Trois ans ensemble, c’est trop court. Trois ans de vraie vie sur onze, c’est encore plus court. C’est pas juste. C’est pas du jeu.
Livie, amour, lumineuse, collante, « petite douceur » comme l’appelait une amie. Livie qui savait pas courir à son arrivée, tellement qu’elle était restée enfermée. Livie qui, patiemment, avait appris à se détendre. Livie qui roucoulait quand elle voulait sortir, qui faisait des claquettes d’excitation au moment de la promenade, Livie qui s’endormait au pied du lit et que je retrouvais au réveil roulée en boule contre ma tête. Livie qui, en trois ans, avait appris à avoir des copains (pas trop de copines), qui avait appris à jouer, un peu. Livie qui n’en avait rien à fiche des gens qui râlaient parce qu’elle avait pas de laisse. Livie qui n’allait pas saluer les gens de droite. Livie, appât à vieux qui ont tous eu un setter, à un moment de leur vie.
La liste est longue. Livie qui… Livie.
Il était hors de question qu’une chienne qui a passé la majorité de sa vie enfermée finisse incinérée dans une boîte. Livie, survivante, avait trop cher payé sa liberté. Alors, ce matin, on est montées dans la voiture, tous les deux. On a fait une dernière promenade dans les bois. Je t’ai trouvée une bonne place, entre deux arbres. On entend la rivière qui coule, juste à côté. Pas trop loin du chemin, parce que tu n’étais jamais très loin, même quand je te perdais de vue. Comme ça, tu entendras des gens, toi qui aimais les gens, beaucoup plus que moi. Comme ça, je pourrai venir te voir.

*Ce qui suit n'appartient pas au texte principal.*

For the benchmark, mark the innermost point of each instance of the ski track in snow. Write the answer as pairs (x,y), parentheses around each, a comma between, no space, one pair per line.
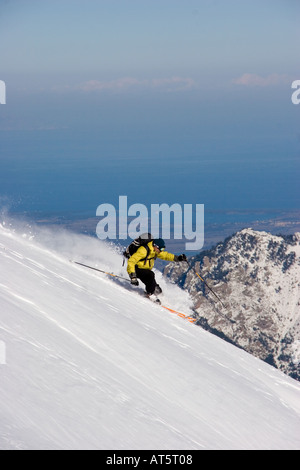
(92,365)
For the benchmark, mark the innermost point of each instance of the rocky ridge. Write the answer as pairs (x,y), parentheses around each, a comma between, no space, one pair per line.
(257,277)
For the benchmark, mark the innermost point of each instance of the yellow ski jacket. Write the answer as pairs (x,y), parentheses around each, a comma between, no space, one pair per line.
(142,261)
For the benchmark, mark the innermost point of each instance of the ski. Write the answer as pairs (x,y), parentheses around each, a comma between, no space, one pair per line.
(156,300)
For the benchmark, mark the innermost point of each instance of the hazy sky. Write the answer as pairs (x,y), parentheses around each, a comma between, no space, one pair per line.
(197,81)
(148,43)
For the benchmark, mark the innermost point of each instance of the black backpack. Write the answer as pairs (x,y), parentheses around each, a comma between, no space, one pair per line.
(142,240)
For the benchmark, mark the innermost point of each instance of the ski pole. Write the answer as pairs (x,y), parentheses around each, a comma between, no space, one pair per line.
(101,271)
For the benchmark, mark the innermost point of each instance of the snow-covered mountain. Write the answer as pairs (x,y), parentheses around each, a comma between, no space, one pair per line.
(88,363)
(258,276)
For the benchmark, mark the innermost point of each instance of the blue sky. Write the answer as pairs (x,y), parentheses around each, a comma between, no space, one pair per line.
(149,96)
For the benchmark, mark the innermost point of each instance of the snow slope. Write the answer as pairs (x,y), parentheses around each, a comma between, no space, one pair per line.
(91,365)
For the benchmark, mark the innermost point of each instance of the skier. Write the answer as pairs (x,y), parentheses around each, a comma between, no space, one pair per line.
(140,264)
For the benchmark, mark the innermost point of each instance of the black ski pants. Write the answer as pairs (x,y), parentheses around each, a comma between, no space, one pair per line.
(148,278)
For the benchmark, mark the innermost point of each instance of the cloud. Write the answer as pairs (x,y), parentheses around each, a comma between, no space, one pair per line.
(251,79)
(130,83)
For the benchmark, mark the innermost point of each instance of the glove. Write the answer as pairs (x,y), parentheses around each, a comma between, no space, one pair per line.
(133,279)
(180,258)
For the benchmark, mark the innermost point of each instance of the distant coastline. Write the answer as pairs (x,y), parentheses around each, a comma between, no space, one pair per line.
(218,224)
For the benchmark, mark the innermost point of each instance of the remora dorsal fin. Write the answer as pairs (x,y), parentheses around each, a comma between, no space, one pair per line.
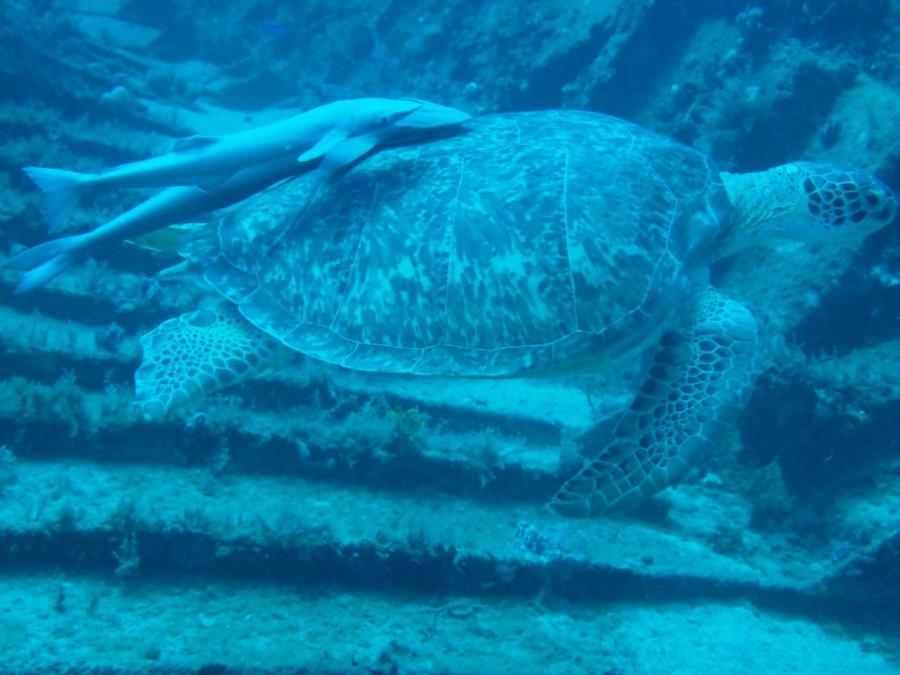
(348,151)
(326,143)
(193,142)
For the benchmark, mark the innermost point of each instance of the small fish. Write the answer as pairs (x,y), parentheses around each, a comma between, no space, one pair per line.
(207,161)
(183,204)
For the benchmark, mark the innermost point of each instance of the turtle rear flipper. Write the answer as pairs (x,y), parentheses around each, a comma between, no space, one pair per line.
(699,381)
(189,357)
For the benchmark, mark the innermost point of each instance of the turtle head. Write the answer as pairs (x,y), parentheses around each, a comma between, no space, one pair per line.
(840,203)
(806,201)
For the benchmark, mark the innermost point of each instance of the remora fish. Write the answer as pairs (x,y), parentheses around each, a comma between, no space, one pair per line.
(45,261)
(206,161)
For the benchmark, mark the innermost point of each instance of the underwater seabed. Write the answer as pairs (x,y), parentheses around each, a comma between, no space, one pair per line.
(330,520)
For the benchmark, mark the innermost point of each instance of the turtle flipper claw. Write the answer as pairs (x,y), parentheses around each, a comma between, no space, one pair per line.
(189,357)
(698,383)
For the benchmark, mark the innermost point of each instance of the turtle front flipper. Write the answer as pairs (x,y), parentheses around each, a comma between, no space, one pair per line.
(700,379)
(189,357)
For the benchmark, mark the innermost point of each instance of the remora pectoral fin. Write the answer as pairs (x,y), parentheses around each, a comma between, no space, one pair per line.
(193,142)
(344,154)
(325,144)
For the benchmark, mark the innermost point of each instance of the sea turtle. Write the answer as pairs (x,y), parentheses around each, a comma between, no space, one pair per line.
(536,243)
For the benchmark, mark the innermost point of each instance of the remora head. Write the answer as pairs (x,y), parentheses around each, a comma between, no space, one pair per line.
(373,114)
(429,117)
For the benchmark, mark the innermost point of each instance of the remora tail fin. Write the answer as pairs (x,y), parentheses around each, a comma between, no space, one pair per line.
(45,261)
(61,189)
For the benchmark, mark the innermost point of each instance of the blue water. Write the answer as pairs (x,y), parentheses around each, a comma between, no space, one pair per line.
(345,510)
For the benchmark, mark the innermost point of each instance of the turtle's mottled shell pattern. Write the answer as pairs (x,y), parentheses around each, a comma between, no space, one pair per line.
(531,241)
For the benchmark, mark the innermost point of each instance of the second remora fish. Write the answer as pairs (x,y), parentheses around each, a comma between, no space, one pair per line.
(206,161)
(45,261)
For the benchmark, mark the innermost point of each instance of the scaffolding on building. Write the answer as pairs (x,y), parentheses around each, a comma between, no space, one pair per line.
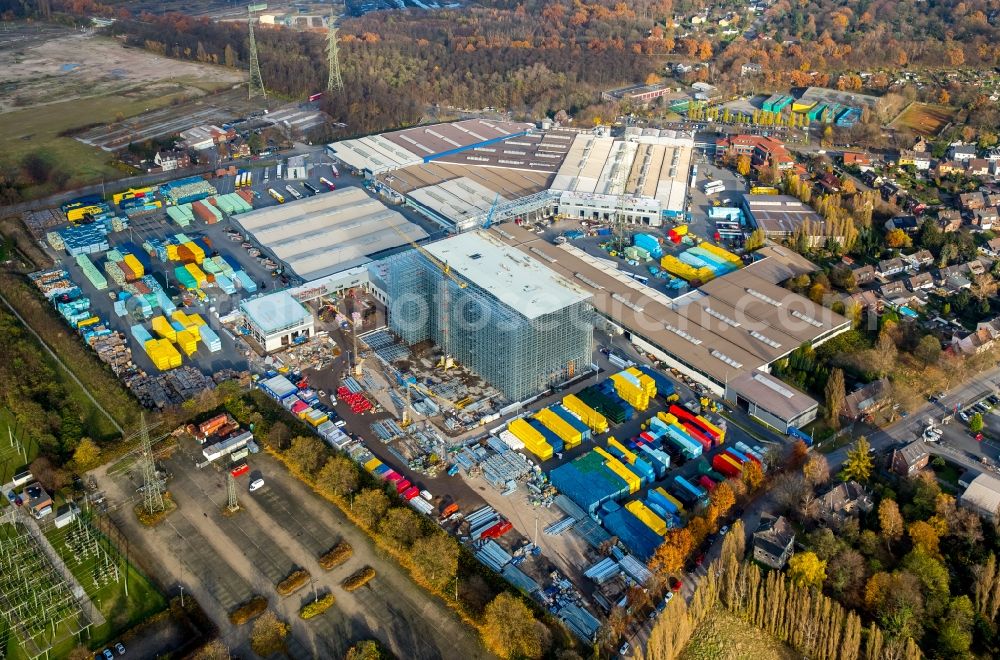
(518,355)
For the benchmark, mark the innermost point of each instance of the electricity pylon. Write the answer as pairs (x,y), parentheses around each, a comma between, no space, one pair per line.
(151,494)
(334,82)
(256,80)
(234,504)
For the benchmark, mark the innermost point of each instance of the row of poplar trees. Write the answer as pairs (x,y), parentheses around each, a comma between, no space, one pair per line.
(801,616)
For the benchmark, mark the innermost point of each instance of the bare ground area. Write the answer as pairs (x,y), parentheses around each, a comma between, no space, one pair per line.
(223,560)
(43,67)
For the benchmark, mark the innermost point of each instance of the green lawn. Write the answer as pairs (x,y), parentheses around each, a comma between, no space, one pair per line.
(122,611)
(10,458)
(725,636)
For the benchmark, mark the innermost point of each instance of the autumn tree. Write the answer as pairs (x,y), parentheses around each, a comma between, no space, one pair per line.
(976,423)
(816,470)
(890,521)
(369,506)
(338,476)
(435,559)
(743,164)
(670,556)
(306,454)
(836,394)
(858,465)
(87,455)
(509,628)
(806,569)
(268,635)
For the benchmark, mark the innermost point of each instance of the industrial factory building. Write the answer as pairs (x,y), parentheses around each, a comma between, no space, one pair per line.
(739,323)
(646,174)
(328,233)
(276,321)
(495,309)
(375,154)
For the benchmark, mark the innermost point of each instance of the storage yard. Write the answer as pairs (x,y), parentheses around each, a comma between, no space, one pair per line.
(463,370)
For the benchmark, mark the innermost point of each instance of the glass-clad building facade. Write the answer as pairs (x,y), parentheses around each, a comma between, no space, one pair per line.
(521,344)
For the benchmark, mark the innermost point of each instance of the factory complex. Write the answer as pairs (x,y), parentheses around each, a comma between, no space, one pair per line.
(328,233)
(463,173)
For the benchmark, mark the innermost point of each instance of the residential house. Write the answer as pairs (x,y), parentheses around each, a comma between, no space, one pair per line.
(844,501)
(949,220)
(890,267)
(175,159)
(919,259)
(910,458)
(992,247)
(974,343)
(982,496)
(866,300)
(962,152)
(892,290)
(984,219)
(866,399)
(871,179)
(773,541)
(859,160)
(920,281)
(864,274)
(829,183)
(892,192)
(978,167)
(907,223)
(919,160)
(971,201)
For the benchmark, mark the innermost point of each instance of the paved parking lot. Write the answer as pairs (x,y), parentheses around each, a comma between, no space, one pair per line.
(225,560)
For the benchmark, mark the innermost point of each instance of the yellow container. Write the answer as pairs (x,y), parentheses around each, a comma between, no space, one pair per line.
(135,265)
(670,498)
(597,422)
(199,254)
(553,422)
(162,327)
(197,273)
(720,252)
(532,439)
(647,516)
(187,342)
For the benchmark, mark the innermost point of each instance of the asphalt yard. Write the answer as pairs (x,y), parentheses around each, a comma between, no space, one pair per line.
(224,560)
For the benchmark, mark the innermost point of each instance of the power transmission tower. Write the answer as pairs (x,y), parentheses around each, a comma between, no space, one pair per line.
(152,493)
(335,82)
(234,504)
(256,80)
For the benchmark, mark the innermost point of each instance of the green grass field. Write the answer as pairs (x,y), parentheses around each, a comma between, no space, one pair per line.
(724,636)
(38,129)
(10,458)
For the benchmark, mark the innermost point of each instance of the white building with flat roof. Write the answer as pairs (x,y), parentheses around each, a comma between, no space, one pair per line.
(277,320)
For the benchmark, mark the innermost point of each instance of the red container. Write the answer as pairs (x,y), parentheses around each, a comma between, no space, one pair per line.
(498,530)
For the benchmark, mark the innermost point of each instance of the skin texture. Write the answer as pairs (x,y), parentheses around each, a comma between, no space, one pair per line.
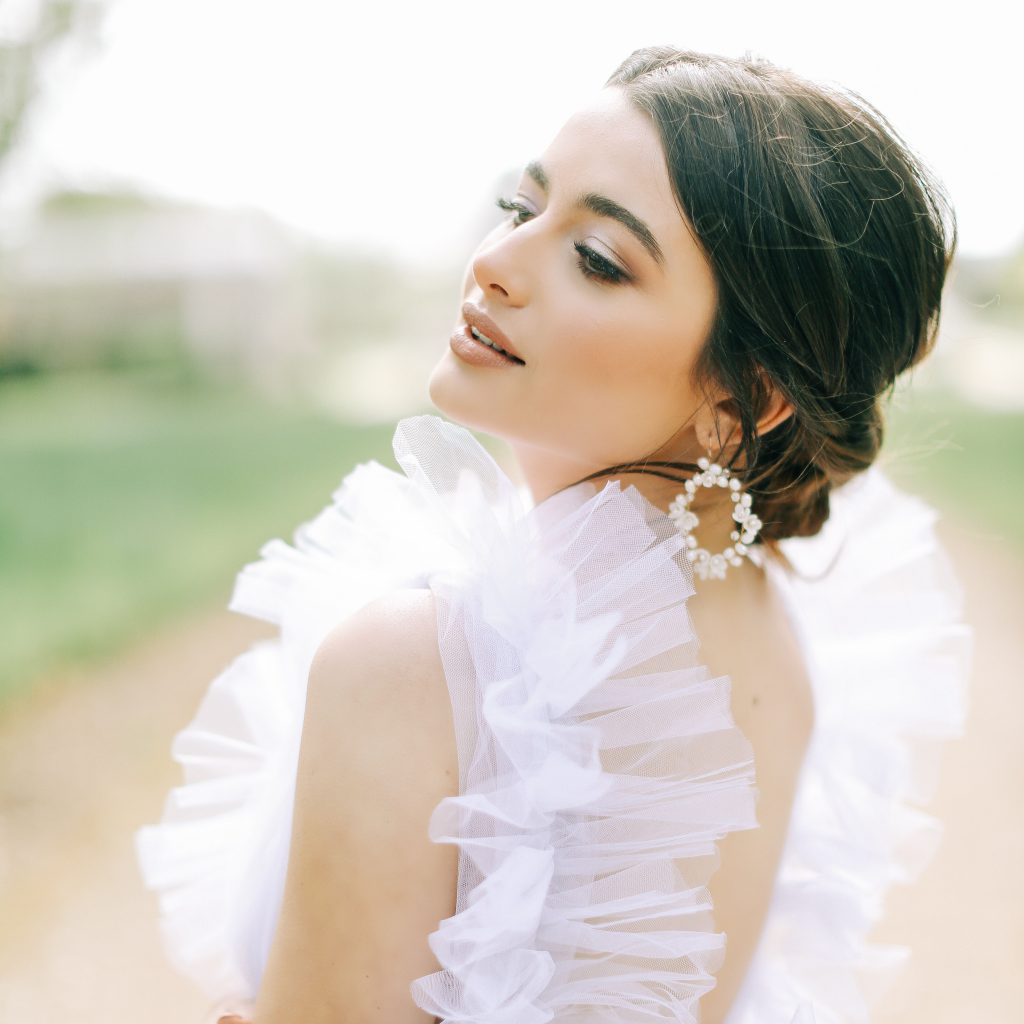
(607,366)
(606,380)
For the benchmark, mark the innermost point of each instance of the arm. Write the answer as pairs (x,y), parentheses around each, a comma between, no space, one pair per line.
(365,885)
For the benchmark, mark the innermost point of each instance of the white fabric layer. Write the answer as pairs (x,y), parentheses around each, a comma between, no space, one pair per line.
(599,761)
(878,606)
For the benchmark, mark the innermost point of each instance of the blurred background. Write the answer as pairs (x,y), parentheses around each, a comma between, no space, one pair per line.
(231,240)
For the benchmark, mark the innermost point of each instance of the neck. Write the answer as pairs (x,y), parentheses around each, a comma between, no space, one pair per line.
(545,473)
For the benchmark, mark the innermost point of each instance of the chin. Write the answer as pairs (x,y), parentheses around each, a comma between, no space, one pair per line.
(462,399)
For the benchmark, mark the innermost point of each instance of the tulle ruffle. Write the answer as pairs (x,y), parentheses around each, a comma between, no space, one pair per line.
(599,761)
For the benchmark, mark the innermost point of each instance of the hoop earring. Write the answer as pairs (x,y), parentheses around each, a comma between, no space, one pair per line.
(711,474)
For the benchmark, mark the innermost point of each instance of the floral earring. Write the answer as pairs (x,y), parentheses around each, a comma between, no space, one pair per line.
(711,474)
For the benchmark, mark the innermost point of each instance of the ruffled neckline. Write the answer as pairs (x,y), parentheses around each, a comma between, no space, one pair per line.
(599,760)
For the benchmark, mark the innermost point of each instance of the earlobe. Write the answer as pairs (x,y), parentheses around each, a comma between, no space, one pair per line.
(779,410)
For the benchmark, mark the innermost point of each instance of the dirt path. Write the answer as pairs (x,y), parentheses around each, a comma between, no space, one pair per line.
(86,762)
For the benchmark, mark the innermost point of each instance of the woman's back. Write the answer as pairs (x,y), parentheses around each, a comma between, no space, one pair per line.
(745,633)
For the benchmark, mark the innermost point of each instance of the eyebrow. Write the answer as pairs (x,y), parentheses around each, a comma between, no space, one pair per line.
(605,207)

Je t’ai installée là, dans ta couverture qui sent tellement toi que la laver n’avait plus aucun effet. Je t’ai installée allongée sur le côté, les jambes tendues comme quand tu dormais sur le lit et que tu prenais toute la place. J’ai bien tassé la terre pour que tu sois au chaud. Chien terreux, chien heureux. L’automne, l’hiver, c’était ta saison préférée, alors je t’ai recouverte d’humus et de branches. Comme ça, on ne viendra pas t’emmerder, ma Livie, ma Livouille, ma vieille, ma belle amour.
Il y a des chasseurs dans ce bois, parfois. J’espère que ta présence les fera chier. Je n’oublierai pas, je ne pardonnerai pas qu’on te gardait enfermée parce que « tu ne chassais pas bien ». Moi, je sais que si tu ne chassais pas, c’était parce que tu valais mieux que ça.
Trois ans d’un pareil amour, c’est bien trop court. Tu vas me manquer plus que je ne peux le dire ou l’écrire, ma belle, ma meilleure, ma Livie.